Allo stesso tempo alcuni degli strumenti vengono trasferiti a M-Lab, una piattaforma server aperta e distribuita per i ricercatori che desiderano usare gli strumenti di misurazione su internet creati da Google. Il team di OneLab ha anche lanciato un progetto spin-off con fondi dell'UE chiamato OpenLab, che riunisce gli ingredienti necessari per una struttura di sperimentazione condivisa aperta, versatile, sostenibile, su larga scala.

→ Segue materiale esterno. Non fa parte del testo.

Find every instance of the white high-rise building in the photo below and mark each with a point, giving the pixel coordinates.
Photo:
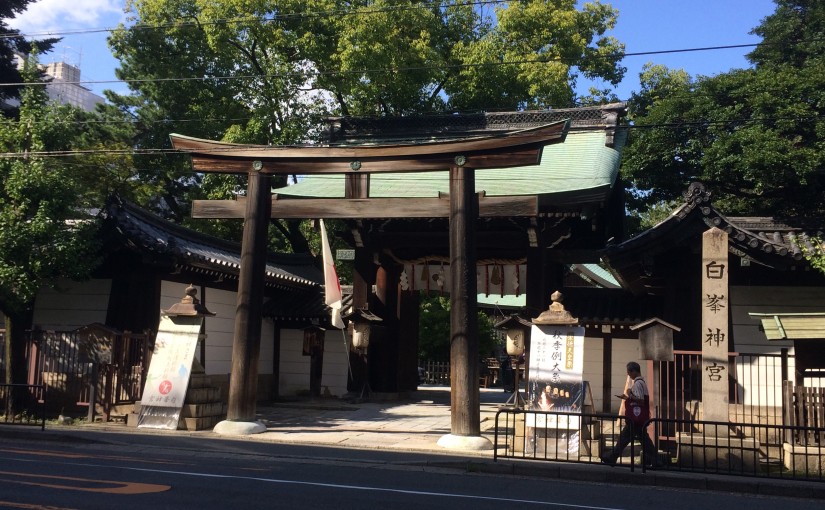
(65, 86)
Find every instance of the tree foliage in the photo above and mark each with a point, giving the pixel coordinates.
(45, 234)
(753, 136)
(269, 71)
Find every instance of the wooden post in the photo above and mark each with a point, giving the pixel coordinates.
(246, 344)
(465, 415)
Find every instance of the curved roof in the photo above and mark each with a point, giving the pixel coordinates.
(150, 233)
(583, 162)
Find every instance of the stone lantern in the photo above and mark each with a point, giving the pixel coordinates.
(518, 332)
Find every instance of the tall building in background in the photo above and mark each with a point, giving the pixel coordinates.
(64, 87)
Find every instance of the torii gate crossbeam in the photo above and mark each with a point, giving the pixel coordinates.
(462, 157)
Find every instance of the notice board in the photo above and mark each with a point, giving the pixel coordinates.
(168, 377)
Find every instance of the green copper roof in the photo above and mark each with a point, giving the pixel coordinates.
(582, 162)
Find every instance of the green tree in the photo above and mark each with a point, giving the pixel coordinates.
(44, 231)
(753, 136)
(268, 71)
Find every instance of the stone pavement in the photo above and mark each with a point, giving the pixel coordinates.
(411, 424)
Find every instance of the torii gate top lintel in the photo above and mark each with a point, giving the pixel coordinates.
(515, 148)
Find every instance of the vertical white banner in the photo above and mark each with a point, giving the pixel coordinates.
(168, 376)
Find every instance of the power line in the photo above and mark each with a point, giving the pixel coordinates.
(262, 20)
(359, 72)
(230, 150)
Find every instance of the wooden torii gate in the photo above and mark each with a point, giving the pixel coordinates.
(462, 157)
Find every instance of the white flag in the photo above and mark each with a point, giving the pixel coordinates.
(332, 288)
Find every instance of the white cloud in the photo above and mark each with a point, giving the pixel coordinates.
(58, 16)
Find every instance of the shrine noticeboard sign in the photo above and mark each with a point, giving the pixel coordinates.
(556, 384)
(168, 377)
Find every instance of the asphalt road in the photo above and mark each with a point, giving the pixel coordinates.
(147, 471)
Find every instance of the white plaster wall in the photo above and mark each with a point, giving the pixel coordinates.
(592, 371)
(294, 367)
(760, 378)
(76, 304)
(220, 329)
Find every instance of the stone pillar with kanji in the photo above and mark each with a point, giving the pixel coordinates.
(715, 327)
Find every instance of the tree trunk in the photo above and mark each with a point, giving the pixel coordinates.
(15, 359)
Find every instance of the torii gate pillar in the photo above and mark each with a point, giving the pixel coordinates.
(243, 384)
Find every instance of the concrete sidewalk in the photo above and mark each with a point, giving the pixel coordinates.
(414, 424)
(417, 423)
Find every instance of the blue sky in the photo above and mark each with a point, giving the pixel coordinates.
(644, 26)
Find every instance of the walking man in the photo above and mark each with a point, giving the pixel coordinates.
(637, 412)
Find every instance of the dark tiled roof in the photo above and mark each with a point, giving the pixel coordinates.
(754, 235)
(149, 233)
(445, 126)
(609, 306)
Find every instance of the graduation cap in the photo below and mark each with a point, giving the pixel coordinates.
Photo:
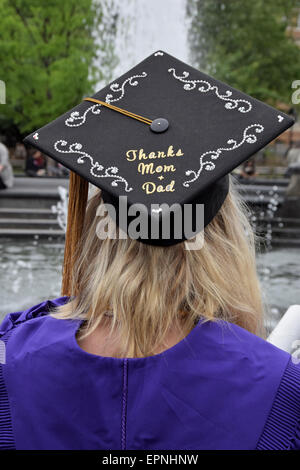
(162, 134)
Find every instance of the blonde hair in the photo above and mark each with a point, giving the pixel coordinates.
(151, 289)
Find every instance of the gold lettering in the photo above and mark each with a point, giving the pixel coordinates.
(130, 157)
(145, 168)
(169, 168)
(142, 155)
(151, 187)
(170, 152)
(161, 155)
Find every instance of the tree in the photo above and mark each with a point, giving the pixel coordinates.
(246, 44)
(48, 50)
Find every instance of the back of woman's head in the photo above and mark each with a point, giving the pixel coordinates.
(150, 289)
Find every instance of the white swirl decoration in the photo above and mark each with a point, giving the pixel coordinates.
(76, 119)
(97, 170)
(243, 106)
(206, 158)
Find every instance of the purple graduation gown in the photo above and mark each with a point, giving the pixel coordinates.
(219, 388)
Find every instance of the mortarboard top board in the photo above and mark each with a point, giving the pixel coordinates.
(174, 139)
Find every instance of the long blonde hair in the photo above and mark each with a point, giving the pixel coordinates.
(151, 289)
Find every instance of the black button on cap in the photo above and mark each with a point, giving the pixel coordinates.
(159, 125)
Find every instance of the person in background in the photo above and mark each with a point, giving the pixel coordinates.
(35, 164)
(6, 172)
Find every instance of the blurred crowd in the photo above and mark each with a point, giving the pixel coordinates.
(26, 162)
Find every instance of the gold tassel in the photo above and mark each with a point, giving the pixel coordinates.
(78, 194)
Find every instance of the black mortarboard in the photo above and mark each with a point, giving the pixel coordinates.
(181, 135)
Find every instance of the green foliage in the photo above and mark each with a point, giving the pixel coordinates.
(246, 44)
(47, 53)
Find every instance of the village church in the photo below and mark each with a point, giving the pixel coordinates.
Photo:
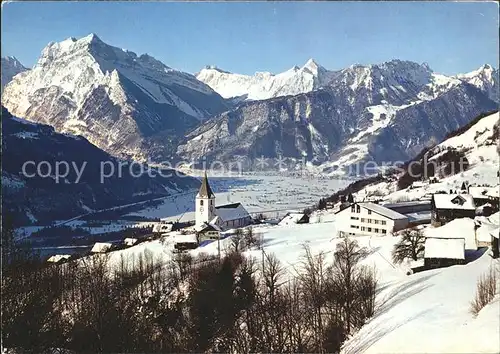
(222, 217)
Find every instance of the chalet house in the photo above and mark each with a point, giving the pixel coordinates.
(227, 216)
(101, 247)
(369, 219)
(443, 252)
(483, 195)
(447, 207)
(185, 242)
(294, 218)
(208, 232)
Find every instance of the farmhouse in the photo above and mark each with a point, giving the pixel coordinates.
(208, 232)
(162, 227)
(444, 252)
(447, 207)
(129, 241)
(185, 242)
(294, 218)
(224, 216)
(369, 219)
(483, 195)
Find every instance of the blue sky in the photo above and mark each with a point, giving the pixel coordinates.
(246, 37)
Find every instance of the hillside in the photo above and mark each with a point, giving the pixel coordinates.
(477, 144)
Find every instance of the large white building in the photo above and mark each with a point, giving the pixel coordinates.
(227, 216)
(369, 219)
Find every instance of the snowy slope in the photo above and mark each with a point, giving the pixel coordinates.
(265, 85)
(10, 68)
(426, 312)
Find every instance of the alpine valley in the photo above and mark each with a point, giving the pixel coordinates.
(137, 107)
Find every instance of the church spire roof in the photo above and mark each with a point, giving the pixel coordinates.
(205, 190)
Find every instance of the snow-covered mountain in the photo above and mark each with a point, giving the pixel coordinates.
(29, 197)
(385, 112)
(125, 104)
(265, 85)
(10, 68)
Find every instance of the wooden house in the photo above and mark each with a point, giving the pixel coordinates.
(447, 207)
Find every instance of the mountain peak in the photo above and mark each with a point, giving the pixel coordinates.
(91, 38)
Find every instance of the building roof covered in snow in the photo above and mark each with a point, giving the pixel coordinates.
(382, 210)
(293, 218)
(463, 228)
(58, 258)
(232, 211)
(449, 248)
(189, 238)
(101, 247)
(205, 190)
(212, 226)
(454, 201)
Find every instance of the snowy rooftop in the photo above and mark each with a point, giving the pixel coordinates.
(450, 248)
(454, 201)
(382, 210)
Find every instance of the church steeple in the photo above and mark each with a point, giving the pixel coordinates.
(205, 203)
(205, 190)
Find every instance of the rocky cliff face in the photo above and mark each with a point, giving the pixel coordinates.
(128, 105)
(30, 196)
(383, 112)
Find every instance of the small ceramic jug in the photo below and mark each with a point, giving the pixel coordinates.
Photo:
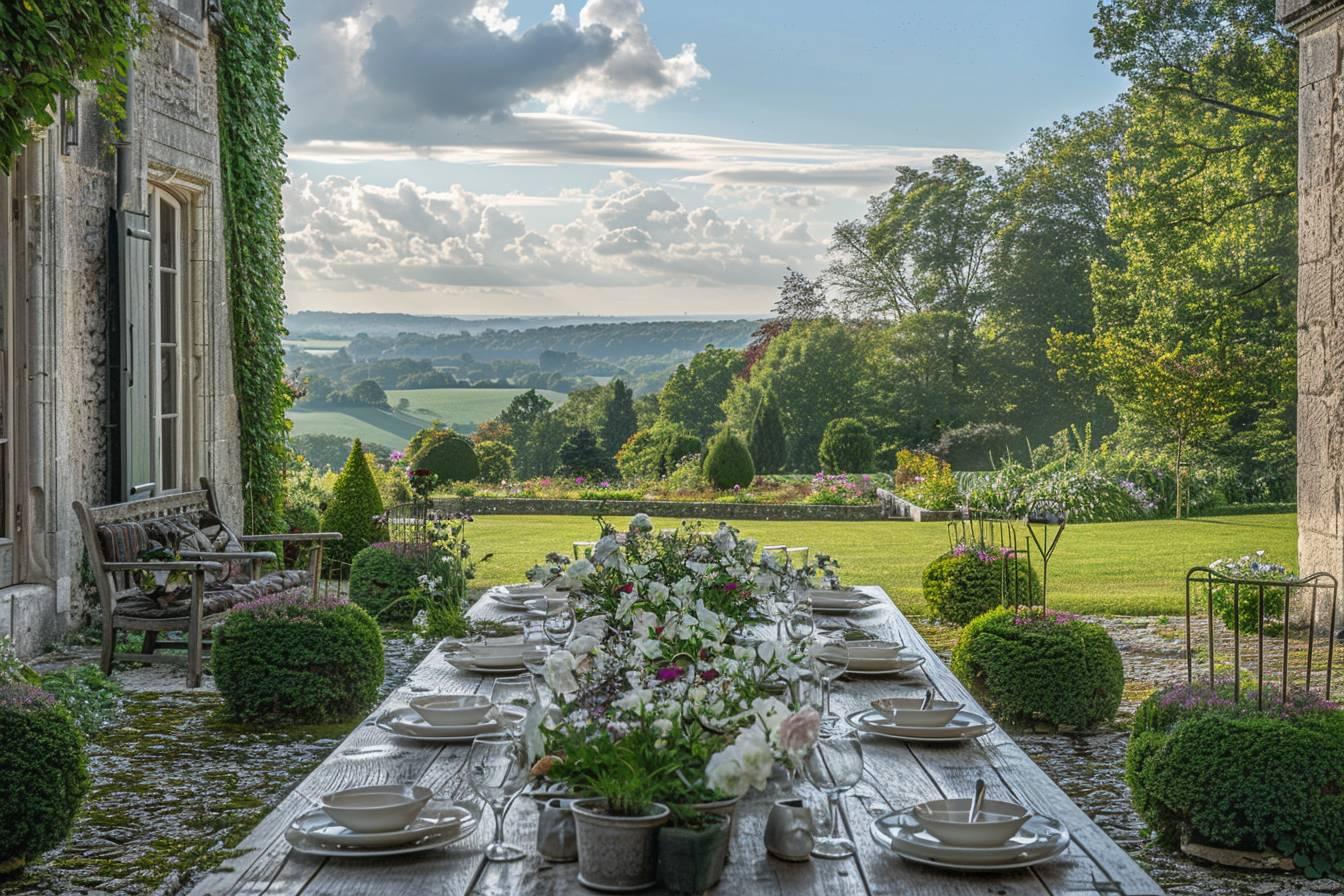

Inoltre i partner del progetto hanno cominciato a lavorare con l'Istituto europeo di innovazione e tecnologia (EIT), che ha lanciato un programma di Comunità della conoscenza e dell'innovazione (CCI) che integra istruzione superiore, ricerca e commercio in settori chiave. In particolare, i ricercatori di OneLab vogliono offrire la loro piattaforma federata a studenti del programma di master di una CCI che si occupi principalmente di TIC, dando loro l'opportunità di conoscere meglio i concetti del "networking domain" usando la struttura PlanetLab.

"Secondo me, gli ulteriori sviluppi di questo settore non riguardano solo la ricerca e l'innovazione, ma anche l'istruzione e la nostra collaborazione con la CCI sulle TIC darà a studenti giovani e di talento l'opportunità di usare tecnologie molto varie e rivoluzionarie," dice il prof. Fdida.

Nel lungo termine, secondo il coordinatore di OneLab il team sarà nella posizione di valutare appieno i vantaggi del proprio lavoro e del propiro metodo entro i prossimi due o tre anni e nel frattempo OneLab continuerà a evolversi, collaborando e facendo concorrenza a iniziative simili, come la GENI negli Stati Uniti e la piattaforma che sarà lanciata a breve in Cina.